Legarreta Andrew D, Monk Steve H, Kirby Paul W, Brett Benjamin L, Yengo-Kahn Aaron M, Bhatia Aashim, Solomon Gary S, Zuckerman Scott L
Vanderbilt Sports Concussion Center, Vanderbilt University School of Medicine, Nashville, Tennessee, USA.
Vanderbilt Sports Concussion Center, Vanderbilt University School of Medicine, Nashville, Tennessee, USA; Department of Neurology, Medical College of Wisconsin, Milwaukee, Wisconsin, USA; Department of Neurosurgery, Medical College of Wisconsin, Milwaukee, Wisconsin, USA.
World Neurosurg. 2018 Dec;120:e365-e379. doi: 10.1016/j.wneu.2018.08.079. Epub 2018 Aug 23.
Lasting neuroimaging changes after participation in American football are an increasing public health concern. The clinical relevance of imaging findings remains unknown.
A systematic review was performed with the following inclusion criteria: football players, brain imaging ≥2 years from previous concussion or retirement, and sample size ≥5. Studies were assessed for 1) methodology (control selection, type I error, and recall bias), 2) imaging outcomes, and 3) number of significant statistical comparisons.
Sixteen studies (all cross-sectional studies) met the inclusion criteria. Highest level of play included high school (n = 1), college (n = 3), and professional (n = 12). Thirteen of the 16 studies made a total 456 comparisons of brain activity, of which 171 were statistically significant (38%). Nine of 16 studies (56%) had appropriate controls, and 5 of 16 studies (31%) appropriately accounted for type I error. To obtain player concussion history, all studies (16/16) had recall bias or unclear methodology. Imaging outcome measures included structural magnetic resonance imaging (MRI) (29.2%), diffusion tensor imaging (25%), radioactive tracer uptake on positron emission tomography (16.7%), patterns of connectivity on functional MRI (fMRI) (12.5%), transcranial magnetic stimulation (8.3%), arterial spin labeling MRI (4.2%), and metabolic changes on H-magnetic resonance spectroscopy (4.2%).

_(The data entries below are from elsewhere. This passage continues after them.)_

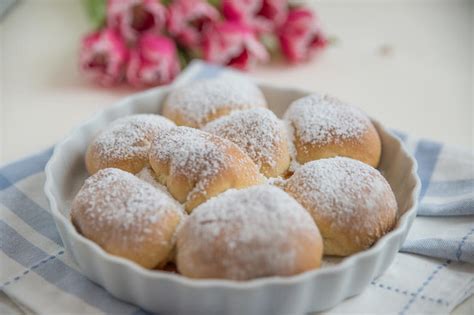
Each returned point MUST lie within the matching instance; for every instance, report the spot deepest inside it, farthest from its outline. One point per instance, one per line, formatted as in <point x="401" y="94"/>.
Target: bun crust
<point x="245" y="234"/>
<point x="260" y="134"/>
<point x="195" y="165"/>
<point x="124" y="144"/>
<point x="324" y="127"/>
<point x="127" y="217"/>
<point x="196" y="104"/>
<point x="351" y="202"/>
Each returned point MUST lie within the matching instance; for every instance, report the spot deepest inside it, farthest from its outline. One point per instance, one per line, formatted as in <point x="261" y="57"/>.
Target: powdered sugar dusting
<point x="195" y="154"/>
<point x="321" y="120"/>
<point x="198" y="100"/>
<point x="341" y="188"/>
<point x="147" y="175"/>
<point x="118" y="201"/>
<point x="255" y="226"/>
<point x="256" y="131"/>
<point x="130" y="136"/>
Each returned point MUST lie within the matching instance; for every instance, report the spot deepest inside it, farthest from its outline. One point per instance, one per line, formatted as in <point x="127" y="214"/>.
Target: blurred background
<point x="408" y="63"/>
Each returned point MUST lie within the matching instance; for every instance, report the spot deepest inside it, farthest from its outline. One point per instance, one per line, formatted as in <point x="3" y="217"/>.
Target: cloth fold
<point x="433" y="272"/>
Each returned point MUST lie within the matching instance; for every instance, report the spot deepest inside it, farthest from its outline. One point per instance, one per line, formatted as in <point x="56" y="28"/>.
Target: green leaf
<point x="96" y="11"/>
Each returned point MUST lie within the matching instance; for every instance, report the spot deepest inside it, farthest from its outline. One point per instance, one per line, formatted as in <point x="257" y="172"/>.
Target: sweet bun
<point x="250" y="233"/>
<point x="260" y="134"/>
<point x="323" y="127"/>
<point x="351" y="202"/>
<point x="124" y="144"/>
<point x="127" y="217"/>
<point x="200" y="102"/>
<point x="195" y="165"/>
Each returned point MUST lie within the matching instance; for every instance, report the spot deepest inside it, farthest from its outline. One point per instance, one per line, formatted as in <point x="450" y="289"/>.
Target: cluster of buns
<point x="223" y="188"/>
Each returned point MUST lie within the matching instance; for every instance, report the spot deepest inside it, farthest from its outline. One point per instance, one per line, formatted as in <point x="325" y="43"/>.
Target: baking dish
<point x="170" y="293"/>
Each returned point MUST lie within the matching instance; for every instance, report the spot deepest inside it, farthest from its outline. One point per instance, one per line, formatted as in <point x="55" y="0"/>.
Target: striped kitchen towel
<point x="433" y="273"/>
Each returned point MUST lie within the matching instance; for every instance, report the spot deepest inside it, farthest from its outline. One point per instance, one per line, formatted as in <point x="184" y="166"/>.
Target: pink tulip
<point x="103" y="56"/>
<point x="133" y="17"/>
<point x="233" y="44"/>
<point x="154" y="61"/>
<point x="300" y="36"/>
<point x="262" y="15"/>
<point x="187" y="19"/>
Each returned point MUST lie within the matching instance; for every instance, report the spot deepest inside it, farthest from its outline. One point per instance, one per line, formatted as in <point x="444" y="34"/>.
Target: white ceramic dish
<point x="169" y="293"/>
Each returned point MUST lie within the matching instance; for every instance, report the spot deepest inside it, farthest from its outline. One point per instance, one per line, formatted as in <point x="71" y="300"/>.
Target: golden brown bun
<point x="351" y="202"/>
<point x="197" y="103"/>
<point x="126" y="217"/>
<point x="124" y="144"/>
<point x="260" y="134"/>
<point x="195" y="165"/>
<point x="250" y="233"/>
<point x="323" y="127"/>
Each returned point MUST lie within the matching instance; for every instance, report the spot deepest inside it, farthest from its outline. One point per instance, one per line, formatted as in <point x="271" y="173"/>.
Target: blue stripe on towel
<point x="426" y="154"/>
<point x="13" y="172"/>
<point x="461" y="207"/>
<point x="441" y="248"/>
<point x="451" y="188"/>
<point x="58" y="273"/>
<point x="30" y="212"/>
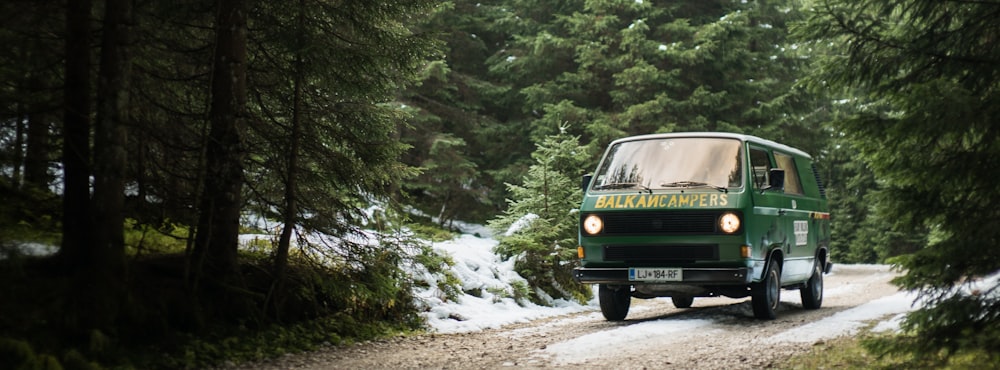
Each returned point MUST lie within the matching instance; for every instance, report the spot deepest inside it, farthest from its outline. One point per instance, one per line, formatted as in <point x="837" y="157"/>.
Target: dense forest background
<point x="138" y="137"/>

Long-term neuroimaging findings in American football players are heterogeneous in both methodology and findings. Understanding the clinical importance of statistically significant findings is complicated by methodological limitations and study design. Further research is required to correlate imaging findings with clinical outcomes.
参与美式橄榄球运动后出现的持续性神经影像学改变日益引起公众对健康的关注。影像学检查结果的临床相关性尚不清楚。
进行了一项系统综述,纳入标准如下:橄榄球运动员、自上次脑震荡或退役起≥2年的脑部成像检查以及样本量≥5。对研究进行了以下评估:1)方法学(对照选择、I型错误和回忆偏倚),2)影像学结果,以及3)显著统计学比较的数量。
16项研究(均为横断面研究)符合纳入标准。最高比赛级别包括高中(n = 1)、大学(n = 3)和职业(n = 12)。16项研究中的13项共进行了456次脑活动比较,其中171次具有统计学意义(38%)。16项研究中的9项(56%)有适当的对照,16项研究中的5项(31%)对I型错误进行了适当说明。为获取球员脑震荡病史,所有研究(16/16)均存在回忆偏倚或方法学不明确的问题。影像学结果测量包括结构磁共振成像(MRI)(29.2%)、弥散张量成像(25%)、正电子发射断层扫描中的放射性示踪剂摄取(16.7%)、功能MRI(fMRI)上的连接模式(12.5%)、经颅磁刺激(8.3%)、动脉自旋标记MRI(4.2%)以及氢磁共振波谱上的代谢变化(4.2%)。
美式橄榄球运动员的长期神经影像学检查结果在方法学和检查结果方面均存在异质性。方法学局限性和研究设计使得理解具有统计学意义的检查结果的临床重要性变得复杂。需要进一步研究以将影像学检查结果与临床结局相关联。